Daniela Barrera, a senior and active member of Spanish Club, added onto Naverette’s comments. “Mes de la Hispanidad is a really good month to celebrate, commemorate, and remember where Hispanic and Latin roots come from. Most of the time, we think of Spanish as ‘just a language.’ We should see it as much more than that because it has roots. There are traditions and customs.”

The Spanish Club is open to all West High students. Activities involve planning for Mes de la Hispanidad, practicing Spanish, learning about Hispanic culture, and eating churros. Barrera and Naverette believe that they do good teaching another language through actual interaction, and not just by textbooks and audio recordings. During one Spanish Club meeting, Naverette spoke about the different vocabularies within Latin America, and the usage of slang.

“West can greatly benefit from having its Hispanic students shine,” says Barrera. “Seeing a lot of people speaking Spanish fairly well is encouraging.” 

Rodriguez and Naverette both encouraged students to join the Spanish Club (which meets Thursdays during lunch) and enjoy the festivities. Even though Mes de la Hispanidad concluded onOctober 15th, the activities and the fun aren’t over. 

“The Hispanic holiday Dia de las Muertes is approaching also. [The Spanish classes] want to make an altar. There is a member of the community named Carolina Vidal, who owns a business making piñatas. She comes to West every year and makes mini piñatas with the students. It’s one of her favorite things to do with us.”

During the 2020-21 school year with virtual learning brought on by COVID-19, Vidal was unable to continue her tradition, but returned to celebrate for the 2021-22 school year. Rodriguez stated that this year, the 2022-23 school year, will be Vidal’s last year to come to West High, sadly.
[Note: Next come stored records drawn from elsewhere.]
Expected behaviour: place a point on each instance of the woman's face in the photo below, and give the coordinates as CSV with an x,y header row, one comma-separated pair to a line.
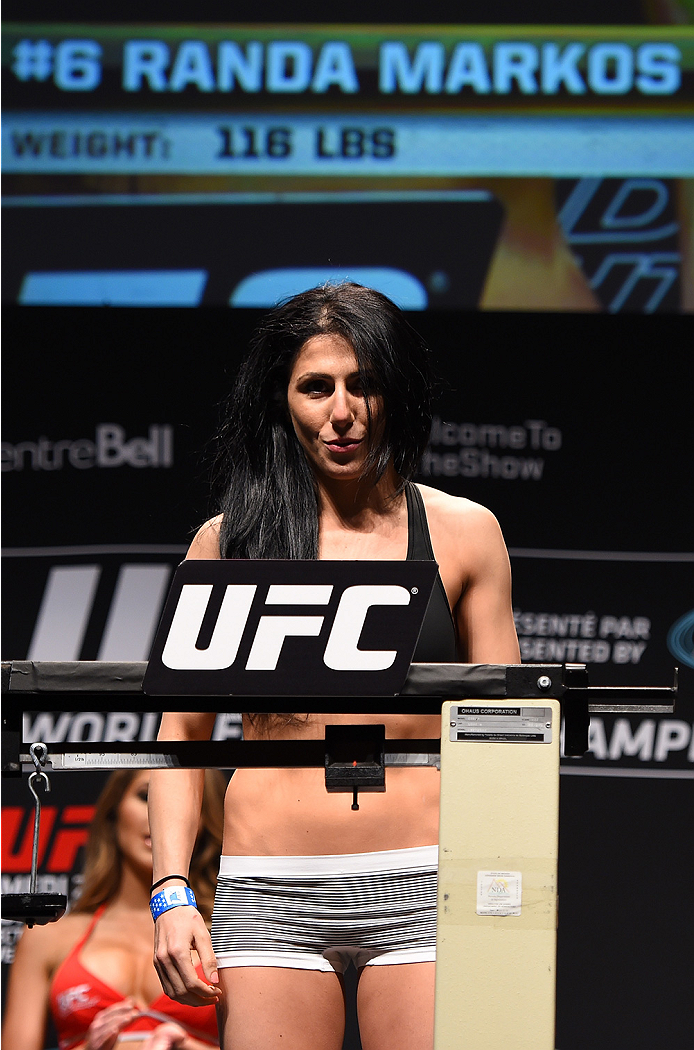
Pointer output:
x,y
132,823
328,407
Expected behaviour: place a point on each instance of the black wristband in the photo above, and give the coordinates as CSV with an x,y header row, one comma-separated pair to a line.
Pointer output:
x,y
166,879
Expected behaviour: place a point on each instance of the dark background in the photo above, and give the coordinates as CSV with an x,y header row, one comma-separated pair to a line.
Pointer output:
x,y
603,529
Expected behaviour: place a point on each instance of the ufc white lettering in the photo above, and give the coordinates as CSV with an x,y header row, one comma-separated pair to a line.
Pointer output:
x,y
270,637
181,652
342,652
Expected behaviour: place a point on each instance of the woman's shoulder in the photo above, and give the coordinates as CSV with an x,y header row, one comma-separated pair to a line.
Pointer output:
x,y
456,511
50,944
206,541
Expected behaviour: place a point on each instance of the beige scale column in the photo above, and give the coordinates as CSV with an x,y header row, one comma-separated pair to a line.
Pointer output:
x,y
497,908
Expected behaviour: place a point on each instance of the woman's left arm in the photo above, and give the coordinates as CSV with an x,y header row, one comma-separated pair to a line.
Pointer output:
x,y
484,614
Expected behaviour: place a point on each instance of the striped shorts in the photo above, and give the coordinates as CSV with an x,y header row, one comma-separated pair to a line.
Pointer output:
x,y
322,912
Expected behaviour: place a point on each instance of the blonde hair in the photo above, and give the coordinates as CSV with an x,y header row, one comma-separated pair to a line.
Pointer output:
x,y
103,862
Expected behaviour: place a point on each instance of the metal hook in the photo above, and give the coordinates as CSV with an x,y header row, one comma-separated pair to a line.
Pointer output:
x,y
38,753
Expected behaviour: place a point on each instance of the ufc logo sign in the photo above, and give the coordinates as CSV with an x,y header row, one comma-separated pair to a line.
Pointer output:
x,y
290,628
341,651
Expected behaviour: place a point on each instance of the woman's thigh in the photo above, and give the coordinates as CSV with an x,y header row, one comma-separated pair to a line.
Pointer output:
x,y
396,1006
268,1006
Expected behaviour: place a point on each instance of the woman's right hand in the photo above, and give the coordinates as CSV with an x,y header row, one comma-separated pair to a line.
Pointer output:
x,y
108,1024
177,932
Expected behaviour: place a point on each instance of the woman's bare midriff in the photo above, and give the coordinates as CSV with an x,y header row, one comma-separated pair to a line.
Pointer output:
x,y
288,812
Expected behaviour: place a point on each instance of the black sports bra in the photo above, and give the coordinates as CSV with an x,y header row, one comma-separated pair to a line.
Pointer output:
x,y
438,642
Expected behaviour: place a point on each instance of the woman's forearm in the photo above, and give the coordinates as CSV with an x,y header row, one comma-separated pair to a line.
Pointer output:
x,y
174,806
175,798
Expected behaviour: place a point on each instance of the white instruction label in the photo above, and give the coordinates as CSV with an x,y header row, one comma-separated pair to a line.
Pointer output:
x,y
499,893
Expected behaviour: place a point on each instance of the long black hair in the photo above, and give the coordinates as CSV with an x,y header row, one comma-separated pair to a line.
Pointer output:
x,y
269,503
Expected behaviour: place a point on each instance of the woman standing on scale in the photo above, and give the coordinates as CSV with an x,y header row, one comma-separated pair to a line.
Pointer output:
x,y
329,418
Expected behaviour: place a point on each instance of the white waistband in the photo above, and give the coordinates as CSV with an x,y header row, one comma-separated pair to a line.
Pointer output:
x,y
384,860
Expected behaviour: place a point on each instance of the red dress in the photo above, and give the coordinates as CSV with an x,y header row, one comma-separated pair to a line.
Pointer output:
x,y
78,995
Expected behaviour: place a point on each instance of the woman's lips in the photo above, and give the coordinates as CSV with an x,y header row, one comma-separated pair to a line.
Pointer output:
x,y
342,446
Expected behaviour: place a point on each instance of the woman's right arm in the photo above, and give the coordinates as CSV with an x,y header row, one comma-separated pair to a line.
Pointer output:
x,y
174,806
26,1003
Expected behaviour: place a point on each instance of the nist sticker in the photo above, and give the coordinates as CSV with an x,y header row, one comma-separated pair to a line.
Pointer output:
x,y
499,893
503,725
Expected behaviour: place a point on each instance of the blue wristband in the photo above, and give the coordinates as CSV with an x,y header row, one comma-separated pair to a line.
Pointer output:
x,y
172,897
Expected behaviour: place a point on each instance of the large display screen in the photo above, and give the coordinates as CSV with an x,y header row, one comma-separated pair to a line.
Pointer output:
x,y
503,167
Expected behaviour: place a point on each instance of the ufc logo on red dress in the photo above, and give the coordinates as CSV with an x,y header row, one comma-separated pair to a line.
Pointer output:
x,y
290,628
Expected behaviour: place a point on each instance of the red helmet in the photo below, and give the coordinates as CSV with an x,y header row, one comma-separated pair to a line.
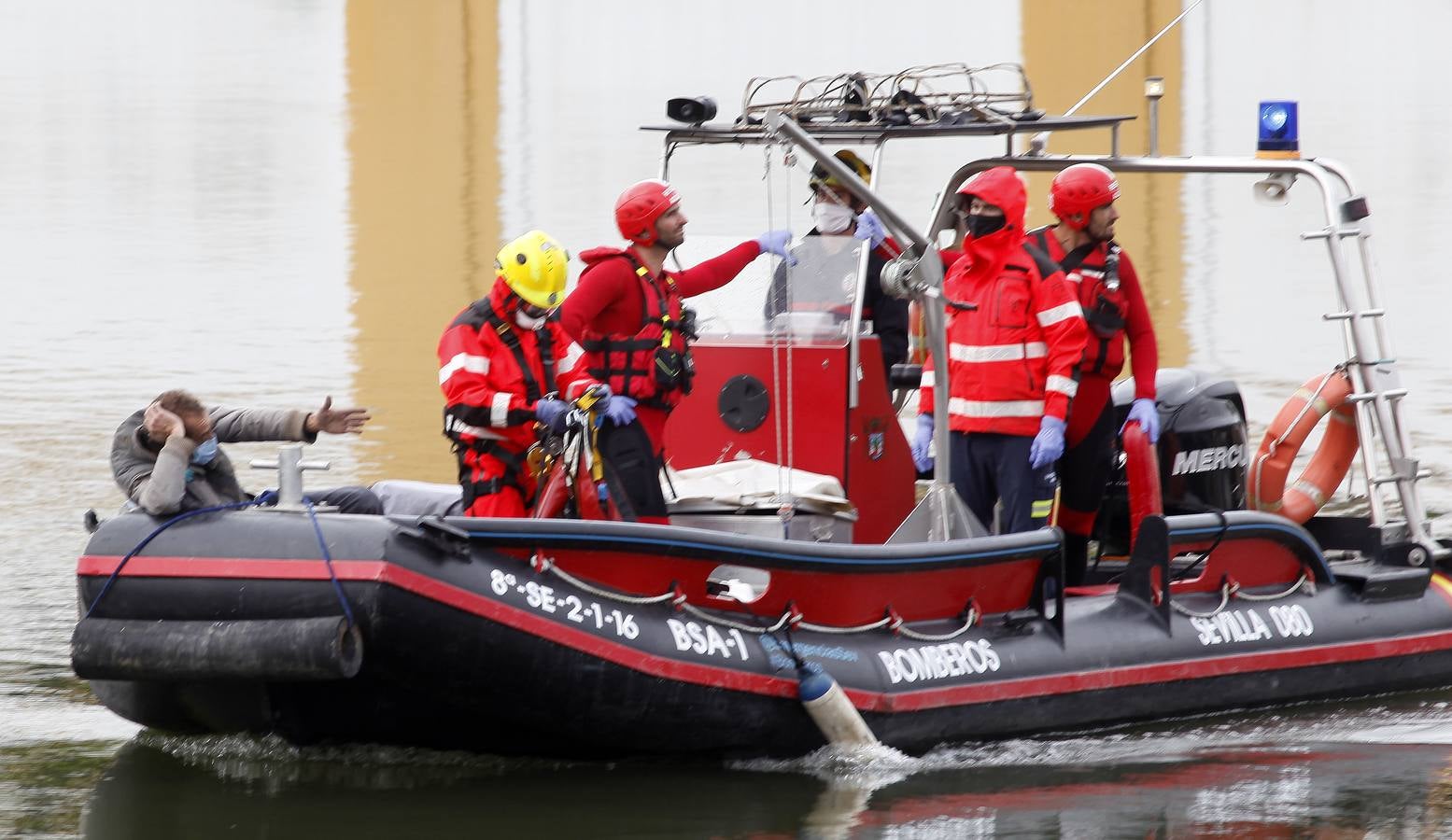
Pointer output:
x,y
639,206
1080,189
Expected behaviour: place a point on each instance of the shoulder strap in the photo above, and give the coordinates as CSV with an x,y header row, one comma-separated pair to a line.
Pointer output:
x,y
507,335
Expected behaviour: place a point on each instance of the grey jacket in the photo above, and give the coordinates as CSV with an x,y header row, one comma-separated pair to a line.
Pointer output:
x,y
164,481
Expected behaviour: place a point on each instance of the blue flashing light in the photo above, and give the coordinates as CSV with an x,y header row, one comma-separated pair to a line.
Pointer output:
x,y
1278,127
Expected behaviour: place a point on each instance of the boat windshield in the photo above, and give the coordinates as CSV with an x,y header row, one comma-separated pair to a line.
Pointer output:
x,y
809,301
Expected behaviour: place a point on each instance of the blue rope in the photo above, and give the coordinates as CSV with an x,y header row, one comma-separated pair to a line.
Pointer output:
x,y
327,559
159,530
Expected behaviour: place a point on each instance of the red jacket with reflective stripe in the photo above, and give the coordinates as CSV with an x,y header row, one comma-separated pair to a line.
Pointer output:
x,y
484,386
1015,357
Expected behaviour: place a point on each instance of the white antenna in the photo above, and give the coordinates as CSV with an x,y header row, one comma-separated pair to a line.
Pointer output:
x,y
1040,141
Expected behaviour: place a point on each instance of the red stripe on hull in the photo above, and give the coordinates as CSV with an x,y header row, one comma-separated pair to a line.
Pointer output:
x,y
1112,678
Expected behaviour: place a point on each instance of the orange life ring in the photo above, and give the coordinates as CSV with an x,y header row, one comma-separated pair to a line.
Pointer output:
x,y
1320,397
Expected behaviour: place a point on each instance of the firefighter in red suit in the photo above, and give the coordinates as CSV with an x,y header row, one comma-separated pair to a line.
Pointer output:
x,y
627,315
1103,279
501,363
1015,335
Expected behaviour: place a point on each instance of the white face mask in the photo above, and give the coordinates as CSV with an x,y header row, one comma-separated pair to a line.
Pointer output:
x,y
831,217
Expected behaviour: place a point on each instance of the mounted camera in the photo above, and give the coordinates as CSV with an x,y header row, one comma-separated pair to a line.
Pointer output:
x,y
693,110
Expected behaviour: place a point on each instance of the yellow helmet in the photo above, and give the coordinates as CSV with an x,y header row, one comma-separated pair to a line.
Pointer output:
x,y
535,266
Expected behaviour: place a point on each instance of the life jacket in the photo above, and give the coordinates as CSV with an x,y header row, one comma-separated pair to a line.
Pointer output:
x,y
654,366
1101,296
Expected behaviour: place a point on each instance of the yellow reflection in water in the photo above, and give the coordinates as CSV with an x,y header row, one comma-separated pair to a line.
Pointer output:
x,y
1069,47
423,83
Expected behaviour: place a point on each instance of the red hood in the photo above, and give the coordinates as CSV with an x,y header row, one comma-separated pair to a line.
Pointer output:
x,y
599,254
502,298
1001,188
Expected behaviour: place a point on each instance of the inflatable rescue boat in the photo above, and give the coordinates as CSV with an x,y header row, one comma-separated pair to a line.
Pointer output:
x,y
802,594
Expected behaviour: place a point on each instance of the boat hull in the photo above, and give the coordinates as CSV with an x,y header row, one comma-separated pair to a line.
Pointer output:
x,y
486,651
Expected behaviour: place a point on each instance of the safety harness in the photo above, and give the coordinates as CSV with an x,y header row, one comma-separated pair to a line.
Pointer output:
x,y
1106,318
646,366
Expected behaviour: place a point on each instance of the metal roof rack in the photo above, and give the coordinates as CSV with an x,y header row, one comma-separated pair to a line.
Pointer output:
x,y
866,107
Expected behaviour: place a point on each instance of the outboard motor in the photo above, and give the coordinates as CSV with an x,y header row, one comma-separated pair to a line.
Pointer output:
x,y
1203,452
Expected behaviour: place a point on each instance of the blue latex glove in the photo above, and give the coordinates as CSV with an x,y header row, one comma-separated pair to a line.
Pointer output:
x,y
870,228
620,411
1049,442
551,413
776,243
923,444
1143,413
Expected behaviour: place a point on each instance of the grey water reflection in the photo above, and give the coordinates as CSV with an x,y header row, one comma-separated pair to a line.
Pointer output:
x,y
221,196
162,788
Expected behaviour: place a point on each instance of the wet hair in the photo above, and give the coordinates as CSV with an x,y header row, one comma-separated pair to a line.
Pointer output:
x,y
180,403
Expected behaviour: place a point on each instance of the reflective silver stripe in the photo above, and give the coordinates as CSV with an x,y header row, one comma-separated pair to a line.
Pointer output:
x,y
459,427
500,410
463,361
1062,312
1062,385
998,351
572,356
980,408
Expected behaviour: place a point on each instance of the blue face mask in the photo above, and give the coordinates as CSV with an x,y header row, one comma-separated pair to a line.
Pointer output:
x,y
205,452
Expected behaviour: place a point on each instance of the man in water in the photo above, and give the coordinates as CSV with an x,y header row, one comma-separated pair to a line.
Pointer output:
x,y
167,460
629,316
1108,289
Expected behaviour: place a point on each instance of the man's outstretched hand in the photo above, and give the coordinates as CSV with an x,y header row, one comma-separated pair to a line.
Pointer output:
x,y
335,421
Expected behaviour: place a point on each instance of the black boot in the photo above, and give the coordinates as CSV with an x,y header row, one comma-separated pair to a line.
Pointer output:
x,y
1077,559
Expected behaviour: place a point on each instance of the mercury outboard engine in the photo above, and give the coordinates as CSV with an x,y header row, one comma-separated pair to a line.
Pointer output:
x,y
1203,452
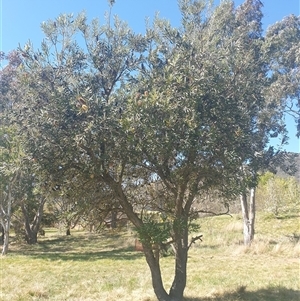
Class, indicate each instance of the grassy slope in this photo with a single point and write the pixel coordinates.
(105, 267)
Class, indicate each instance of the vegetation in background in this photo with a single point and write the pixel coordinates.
(132, 123)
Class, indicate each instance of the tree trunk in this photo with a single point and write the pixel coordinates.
(5, 218)
(179, 282)
(113, 219)
(6, 228)
(32, 230)
(157, 282)
(248, 216)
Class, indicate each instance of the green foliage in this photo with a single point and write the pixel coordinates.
(181, 109)
(153, 232)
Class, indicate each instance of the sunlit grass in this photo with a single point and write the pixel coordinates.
(105, 266)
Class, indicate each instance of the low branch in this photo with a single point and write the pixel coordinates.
(214, 213)
(194, 239)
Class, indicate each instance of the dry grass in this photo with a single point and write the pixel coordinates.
(106, 267)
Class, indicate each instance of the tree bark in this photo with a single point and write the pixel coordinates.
(6, 217)
(32, 230)
(248, 212)
(6, 228)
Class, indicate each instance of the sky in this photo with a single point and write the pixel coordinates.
(20, 21)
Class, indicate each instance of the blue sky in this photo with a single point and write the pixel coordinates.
(20, 21)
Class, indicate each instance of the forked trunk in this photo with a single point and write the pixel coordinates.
(31, 230)
(248, 212)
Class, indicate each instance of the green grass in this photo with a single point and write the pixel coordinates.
(105, 266)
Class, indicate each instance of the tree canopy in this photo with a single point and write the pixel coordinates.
(182, 109)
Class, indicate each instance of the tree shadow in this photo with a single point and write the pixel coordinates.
(80, 248)
(117, 254)
(277, 293)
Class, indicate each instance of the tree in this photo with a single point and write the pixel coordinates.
(180, 109)
(9, 147)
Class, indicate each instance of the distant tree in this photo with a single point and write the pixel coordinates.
(185, 109)
(278, 195)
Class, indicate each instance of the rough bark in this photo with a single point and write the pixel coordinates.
(248, 212)
(6, 217)
(32, 229)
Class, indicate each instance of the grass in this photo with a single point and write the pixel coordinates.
(105, 266)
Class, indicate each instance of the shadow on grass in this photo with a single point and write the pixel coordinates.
(267, 294)
(118, 254)
(79, 248)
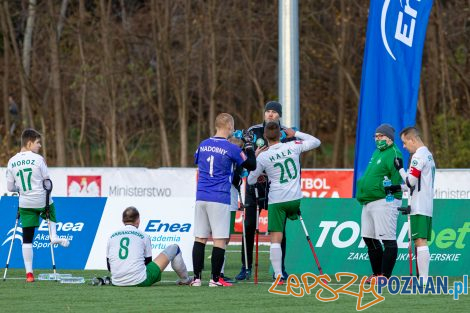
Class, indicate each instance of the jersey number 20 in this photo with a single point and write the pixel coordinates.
(124, 250)
(285, 169)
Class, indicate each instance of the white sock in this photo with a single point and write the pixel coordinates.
(223, 264)
(179, 267)
(53, 226)
(28, 257)
(275, 256)
(423, 262)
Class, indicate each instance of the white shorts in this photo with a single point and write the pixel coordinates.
(233, 198)
(379, 219)
(212, 217)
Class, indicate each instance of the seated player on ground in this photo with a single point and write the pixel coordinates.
(129, 256)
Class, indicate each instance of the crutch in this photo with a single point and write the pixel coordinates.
(257, 235)
(407, 211)
(47, 185)
(244, 231)
(11, 244)
(311, 246)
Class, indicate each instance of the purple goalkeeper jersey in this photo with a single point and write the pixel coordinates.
(215, 158)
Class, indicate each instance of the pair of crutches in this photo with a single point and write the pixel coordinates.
(47, 185)
(256, 233)
(407, 211)
(257, 239)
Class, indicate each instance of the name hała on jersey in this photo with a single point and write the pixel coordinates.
(274, 158)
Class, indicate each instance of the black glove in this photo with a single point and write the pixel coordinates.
(392, 189)
(405, 211)
(398, 163)
(247, 138)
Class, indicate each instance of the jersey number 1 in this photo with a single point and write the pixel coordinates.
(22, 174)
(210, 159)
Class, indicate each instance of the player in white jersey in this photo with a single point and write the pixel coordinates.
(420, 181)
(281, 164)
(129, 256)
(25, 174)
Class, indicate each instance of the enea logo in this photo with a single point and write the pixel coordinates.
(11, 236)
(159, 226)
(88, 186)
(405, 24)
(443, 239)
(41, 239)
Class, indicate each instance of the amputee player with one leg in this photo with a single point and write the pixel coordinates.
(282, 167)
(25, 174)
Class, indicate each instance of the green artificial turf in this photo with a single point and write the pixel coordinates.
(42, 296)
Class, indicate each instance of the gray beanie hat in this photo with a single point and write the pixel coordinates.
(275, 106)
(387, 130)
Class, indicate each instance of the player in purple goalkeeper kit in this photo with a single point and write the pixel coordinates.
(216, 158)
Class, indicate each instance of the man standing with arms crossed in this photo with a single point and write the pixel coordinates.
(379, 212)
(272, 113)
(282, 166)
(216, 159)
(420, 181)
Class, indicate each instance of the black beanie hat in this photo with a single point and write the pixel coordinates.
(275, 106)
(387, 130)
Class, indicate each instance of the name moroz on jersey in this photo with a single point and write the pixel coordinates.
(216, 159)
(282, 166)
(424, 169)
(27, 170)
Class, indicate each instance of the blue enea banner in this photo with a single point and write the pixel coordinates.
(78, 219)
(396, 31)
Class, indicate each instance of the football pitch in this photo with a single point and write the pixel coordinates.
(42, 296)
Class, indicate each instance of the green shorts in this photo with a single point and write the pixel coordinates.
(233, 214)
(30, 217)
(154, 274)
(421, 227)
(278, 212)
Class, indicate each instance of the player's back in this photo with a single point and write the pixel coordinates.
(216, 158)
(126, 253)
(281, 163)
(28, 170)
(423, 166)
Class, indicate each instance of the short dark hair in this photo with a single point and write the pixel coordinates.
(223, 119)
(272, 131)
(130, 215)
(410, 132)
(29, 135)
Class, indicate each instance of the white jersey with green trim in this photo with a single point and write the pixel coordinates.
(282, 166)
(127, 249)
(27, 170)
(423, 169)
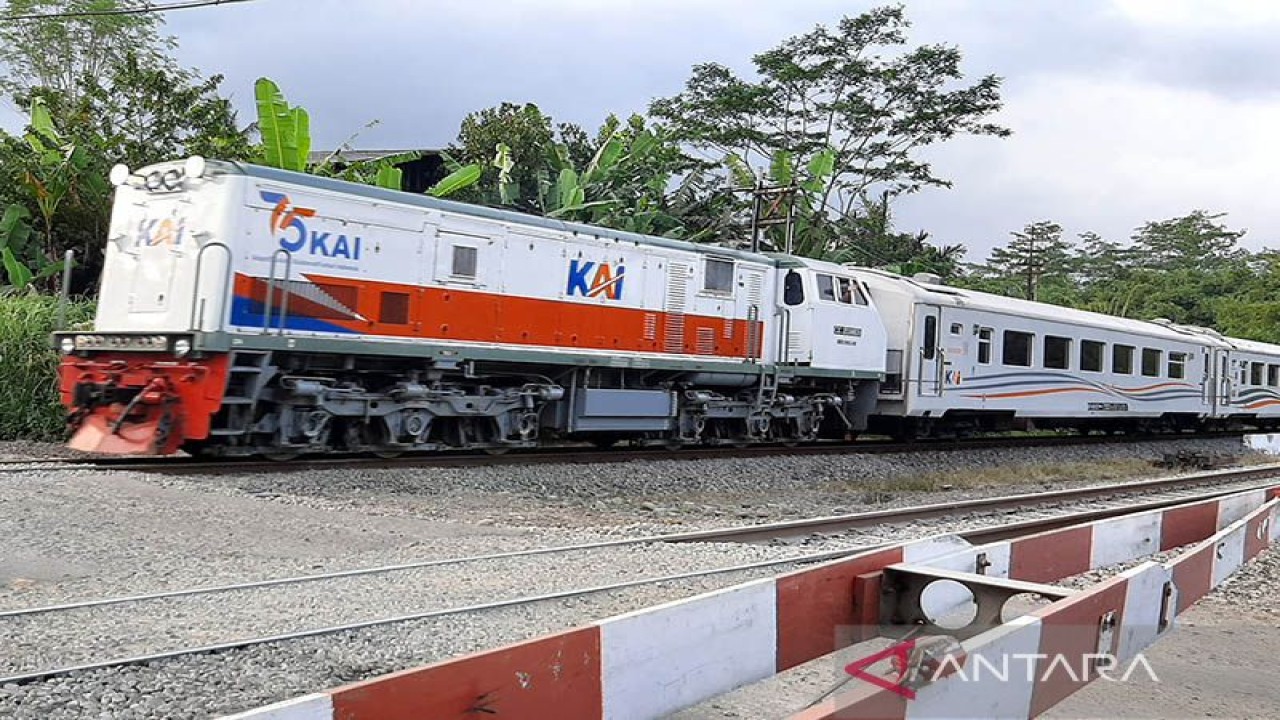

“This year will be Vidal’s last year to join the students at West, as she will be returning to Mexico. I’m glad that we were able to connect with her after the COVID-19 pandemic. In fact, our celebrations have grown stronger after the pandemic. On the computer, it was easy to feel disconnected. We should always look for ways to celebrate and make students feel happy, and connect with those who have Spanish culture in their families. Hispanic Heritage Month is a priority for me.”

Thanks to Rodriguez, members of the Anchorage community, and the eager students of West High, Hispanic Heritage Month was a major success. West High displayed that Spanish culture is thriving and will live on. ¡Viva la vida! (Long Live Life!)